REMOVE-EACH is a somewhat problematic operation, in that it is doing a low-level manipulation of an array's contents...and you don't want to expose any intermediate states that aren't valid.
The efficiency of it is questionable...e.g. if you have an array that is 1,000 items long and you remove half of them, your array will now have 500 unused slots. Also, each time you remove an item you have to slide the rest of the array down...otherwise you leave an array which may have outstanding references in a potentially invalid state.
Ren-C went to some extremes to try and make REMOVE-EACH "rigorous". But it seems that it might be better to just write something like
remove-each: func [
{Removes values for each block that returns true.}
return: "Number of removed series items, or null if BREAK"
[<opt> integer!]
'vars "Word or block of words to set each time (local)"
[blank! word! block!]
data "The series to traverse (modified)" ; should BLANK! opt-out?
[<blank> any-series!]
body "Block to evaluate (return TRUE to remove)"
[<const> block!] ; !! Should support ACTION!
][
if empty? :body [body: [void]] ; GROUP!s vaporize when empty, address it
let mp: either block? vars [:map-each/splice] [:map-each]
let new-data: mp (vars) data compose/deep [
if not (as group! body) [get/any '(vars)]
]
if null? new-data [return null] ; BREAK
let diff: (length of data) - (length of new-data)
swap-contents data new-data
return diff
]
This hinges on the SWAP-CONTENTS low-level operation (better name sought), which would simply take the guts of the new series and swap it out with the old series.
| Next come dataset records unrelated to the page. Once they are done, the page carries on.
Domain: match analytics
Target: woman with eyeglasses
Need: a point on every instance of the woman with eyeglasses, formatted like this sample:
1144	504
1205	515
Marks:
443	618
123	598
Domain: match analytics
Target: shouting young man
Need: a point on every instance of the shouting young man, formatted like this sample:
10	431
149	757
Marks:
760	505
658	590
Code for this already exists.
What this means is that any code which accessed the original array during the removal process would see it as the pre-modified form. Which is basically what the Ren-C bulletproofing did, just much more awkwardly. :-/
REMOVE-EACH isn't all that terribly common, and the acrobatics required to make it safe aren't really a good use of time...especially to port here in stackless. It's better to invest more into making MAP-EACH stackless and rigorous, and spending time on more important problems.